Lundgren’s training may not always be regimented, but he stays consistent with it. Always has. This has obviously helped him land roles throughout the years, most of which have required him to be in shape and proficient at fighting, but Lundgren also credits his active lifestyle—not just the meditation—for improving his mental state.
“All the things I do in my training have helped me feel better and more fit but also more balanced,” he says. “And I think it’s helped me deal with a pretty tough business without getting lost in it. It’s paid dividends for me even in just the last year or two. When I moved back to L.A. and did the first Expendables, I started to put more of an emphasis on my training and meditation and focus a little more on my career. But it takes a while for things to develop. You have to do the roles, and then the movies have to be edited and put out there, and people have to see them. So there’s, like, a two-year or more delay before it gets out there in the ether. I’m feeling good about it now, and people are catching up to it a little more. It gives me a grounded feeling.”

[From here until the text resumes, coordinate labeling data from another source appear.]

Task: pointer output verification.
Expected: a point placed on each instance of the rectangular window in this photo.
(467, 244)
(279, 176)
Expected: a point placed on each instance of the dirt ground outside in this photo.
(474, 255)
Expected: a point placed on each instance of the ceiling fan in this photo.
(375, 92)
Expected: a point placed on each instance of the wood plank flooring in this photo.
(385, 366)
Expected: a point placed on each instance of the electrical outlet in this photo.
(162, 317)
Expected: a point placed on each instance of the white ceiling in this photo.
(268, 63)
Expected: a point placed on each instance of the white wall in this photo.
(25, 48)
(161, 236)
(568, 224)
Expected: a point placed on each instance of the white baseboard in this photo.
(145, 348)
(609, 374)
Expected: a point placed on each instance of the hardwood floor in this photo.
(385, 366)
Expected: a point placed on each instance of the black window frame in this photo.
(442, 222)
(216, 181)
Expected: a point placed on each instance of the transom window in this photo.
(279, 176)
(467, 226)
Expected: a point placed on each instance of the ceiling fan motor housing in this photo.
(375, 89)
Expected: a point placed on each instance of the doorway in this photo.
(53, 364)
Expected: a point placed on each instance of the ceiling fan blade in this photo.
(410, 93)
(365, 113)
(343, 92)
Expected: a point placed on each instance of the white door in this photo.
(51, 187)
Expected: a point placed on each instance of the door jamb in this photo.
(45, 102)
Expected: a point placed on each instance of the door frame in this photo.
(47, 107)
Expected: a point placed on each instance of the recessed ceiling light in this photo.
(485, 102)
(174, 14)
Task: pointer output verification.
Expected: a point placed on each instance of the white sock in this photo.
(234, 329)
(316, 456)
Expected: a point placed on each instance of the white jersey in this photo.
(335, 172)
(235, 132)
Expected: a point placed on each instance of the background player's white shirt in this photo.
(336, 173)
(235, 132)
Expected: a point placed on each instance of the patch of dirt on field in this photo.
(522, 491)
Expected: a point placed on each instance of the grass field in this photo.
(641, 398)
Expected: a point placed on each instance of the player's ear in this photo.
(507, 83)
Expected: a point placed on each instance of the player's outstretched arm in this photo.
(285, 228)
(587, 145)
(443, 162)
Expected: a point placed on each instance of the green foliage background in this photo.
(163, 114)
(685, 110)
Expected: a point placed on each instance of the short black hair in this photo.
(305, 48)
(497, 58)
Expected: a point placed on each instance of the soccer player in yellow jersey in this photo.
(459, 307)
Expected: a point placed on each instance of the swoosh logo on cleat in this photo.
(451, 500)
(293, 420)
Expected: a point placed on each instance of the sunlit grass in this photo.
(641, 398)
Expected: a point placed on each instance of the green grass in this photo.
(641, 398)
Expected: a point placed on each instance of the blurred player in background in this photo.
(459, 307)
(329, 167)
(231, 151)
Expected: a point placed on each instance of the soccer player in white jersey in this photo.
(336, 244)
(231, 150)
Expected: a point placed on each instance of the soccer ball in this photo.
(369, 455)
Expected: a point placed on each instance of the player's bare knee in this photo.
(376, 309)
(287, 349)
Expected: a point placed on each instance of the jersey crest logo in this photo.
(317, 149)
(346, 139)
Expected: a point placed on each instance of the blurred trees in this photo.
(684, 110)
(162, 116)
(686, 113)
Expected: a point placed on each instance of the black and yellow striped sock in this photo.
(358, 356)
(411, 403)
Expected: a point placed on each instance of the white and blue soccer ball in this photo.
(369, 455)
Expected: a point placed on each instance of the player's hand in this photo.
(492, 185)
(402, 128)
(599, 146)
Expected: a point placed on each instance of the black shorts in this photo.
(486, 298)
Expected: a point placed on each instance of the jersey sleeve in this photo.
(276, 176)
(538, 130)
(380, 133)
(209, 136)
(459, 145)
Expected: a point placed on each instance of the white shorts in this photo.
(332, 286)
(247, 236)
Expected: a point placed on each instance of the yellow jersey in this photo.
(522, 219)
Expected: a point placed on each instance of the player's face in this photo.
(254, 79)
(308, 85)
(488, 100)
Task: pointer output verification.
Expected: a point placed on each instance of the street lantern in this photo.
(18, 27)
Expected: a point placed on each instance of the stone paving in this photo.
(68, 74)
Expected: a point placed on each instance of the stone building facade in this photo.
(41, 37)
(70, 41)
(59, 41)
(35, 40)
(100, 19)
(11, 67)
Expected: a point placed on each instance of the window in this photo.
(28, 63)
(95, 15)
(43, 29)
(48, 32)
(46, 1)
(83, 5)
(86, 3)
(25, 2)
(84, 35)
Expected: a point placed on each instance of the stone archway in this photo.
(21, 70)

At 57, Lundgren is by no means the old man of Hollywood. Stallone is 68, Schwarzenegger, 67. Lundgren looks forward to having many productive years left in him as an actor, writer, producer, and director. He cites Morgan Freeman and Clint Eastwood as two other Hollywood stars doing some of their best work in middle age and beyond, and he hopes to fall into that category. But as much as he looks to a bright future, he can’t help but look back at himself 30 years ago as Ivan Drago, the role that launched a career still going strong through stints in Europe, Asia, America, and places in-between.
When asked what he sees when he looks at the 30-year-old photos of himself in Rocky IV, Lundgren says, “In painting they used to call it ‘the artist as a young man’—the artist always paints himself younger than he is. There’s a magic kind of energy there when I see pictures of myself as Drago. I see the innocence in my eyes. It’s like a boyishness that’s wonderful and beautiful, but I had to go through so much to get to where I am today. I wouldn’t want to do it again, so it’s a bittersweet experience. It’s like in meditation: You have to accept the impermanence of existence. Nothing is permanent. Everything blossoms and dies. So I think two things: I feel happy for having had the opportunity to be in the business and being in shape, and I’m glad I’m in shape now. I’m trying to squeeze as much out of it as I can. I want to keep acting and producing and directing and being fit…and being thankful that I’m still around.”